By James McDonough
Edited by Alloe Mak
17. The beginnings of nostalgia and the time the crushing weight starts to set in, the truth of the rest of one’s life. One has begun to define who they are as a person, consciousness and personality have begun to establish, but people still say life has yet to start. At 17, I often think of my younger self. My laughs without worries—my days without stress. I see old photos, of moments of uninterrupted joy in my younger years with an unwavering grin that never escaped my face, and a sense of melancholic nostalgia and dread takes over me. The realization that I will never experience such joy again sits in my stomach. I will never be back in the same moments I once lived. This, paired with the weight of my imminent future, regularly overwhelms and consumes everyday thought. Through the pursuit of self-actualization, joy seems further and further out of reach—the joy I once had long behind.
The future at this age is a weight on your back that only gets heavier as the days go on; a voice in the back of your head that only seems to get louder, nagging about what comes next. “You have so many doors opening for you! So many opportunities,” is the phrase that most teenagers will hear as they approach the end of their high school careers. The constant words telling you that the rest of your life is commencing will seem to last forever. Time keeps moving, and its grasp on your neck gets tighter and tighter. People will never stop reminding you how exciting it is that you are beginning your journey into a career Yet, the amount of limitless and wondrous opportunities framed through a realistic lens of sustainability make you wonder how happy that opportunity may truly make you, and the options tighten. What you come to take in is the ever-growing gap between one’s joy and one’s career; the difference between finding happiness and being successful. The dreaded office job and being trapped in a rut of repeating days, all identical and without change. The idea of studying to the point of insanity for a prestigious and pretentious piece of paper that says “you did it!” to get a job and work for one’s entire life seems like a nightmare. This sense of opportunity changes when all the paths ultimately converge into a cycle of work that appears ever-draining. I fear being just another worker; another cog with no purpose.
I refuse to live my life with blinders on. I cannot and become a machine of repetition, as I begin to fear I will lose grasp of myself. Humans are conscious beings—I am aware of my existence, mood, and changes. It is Human nature to fear change, and nostalgia is the cause of this. This is the age where I now have sufficient memories to truly miss my former self.
As I grow and truly discover myself, I find that the most important thing is just that: growing. I was happier and without stress because I knew less, and as much as I wish to be that kid once again, I know I never will be, and I would not trade who I am now for that. That child is gone, but so is the version of me last year and last week. I chase happiness but know that the path to knowledge and growth is only filled with more dread. Yet, I cannot stagnate. Seventeen is perpetually paradoxical. I refuse to live with blinders and refuse to stand still—I must revolt.
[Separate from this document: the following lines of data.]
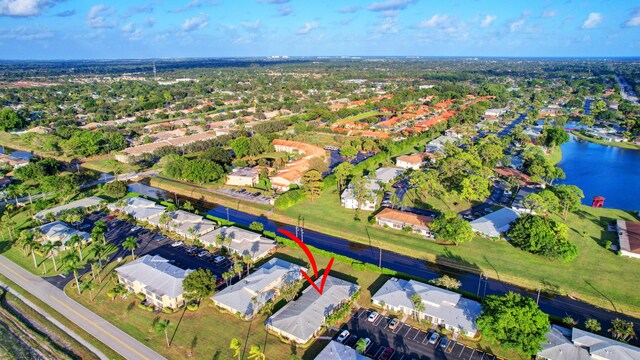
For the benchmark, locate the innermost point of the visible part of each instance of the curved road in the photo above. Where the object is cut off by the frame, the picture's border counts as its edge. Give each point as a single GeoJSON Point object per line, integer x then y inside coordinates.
{"type": "Point", "coordinates": [101, 329]}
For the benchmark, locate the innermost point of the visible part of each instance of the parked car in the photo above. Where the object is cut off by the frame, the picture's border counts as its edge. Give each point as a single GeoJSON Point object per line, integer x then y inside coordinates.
{"type": "Point", "coordinates": [444, 342]}
{"type": "Point", "coordinates": [343, 336]}
{"type": "Point", "coordinates": [386, 354]}
{"type": "Point", "coordinates": [373, 316]}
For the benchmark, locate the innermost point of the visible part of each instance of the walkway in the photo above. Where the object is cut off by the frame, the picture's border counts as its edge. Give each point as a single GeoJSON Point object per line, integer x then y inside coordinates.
{"type": "Point", "coordinates": [102, 330]}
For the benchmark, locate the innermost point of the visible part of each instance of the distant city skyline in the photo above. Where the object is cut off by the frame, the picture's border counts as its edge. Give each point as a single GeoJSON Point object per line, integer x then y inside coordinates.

Breaking free from the cage of nostalgia is the only way to look forward, as nostalgia keeps you in the same spot of dreadful melancholia. Suffocation of the future is perpetual and something I must accept. I loosen the grasp that time has on me by living and being happy in the moment—it is the solution because there is no alternative. Though pursuit of knowledge is inherently difficult, I must adhere, as change is forever needed. To become the best version of self, to truly self-actualize, one must grow; revolt against the trappings of time.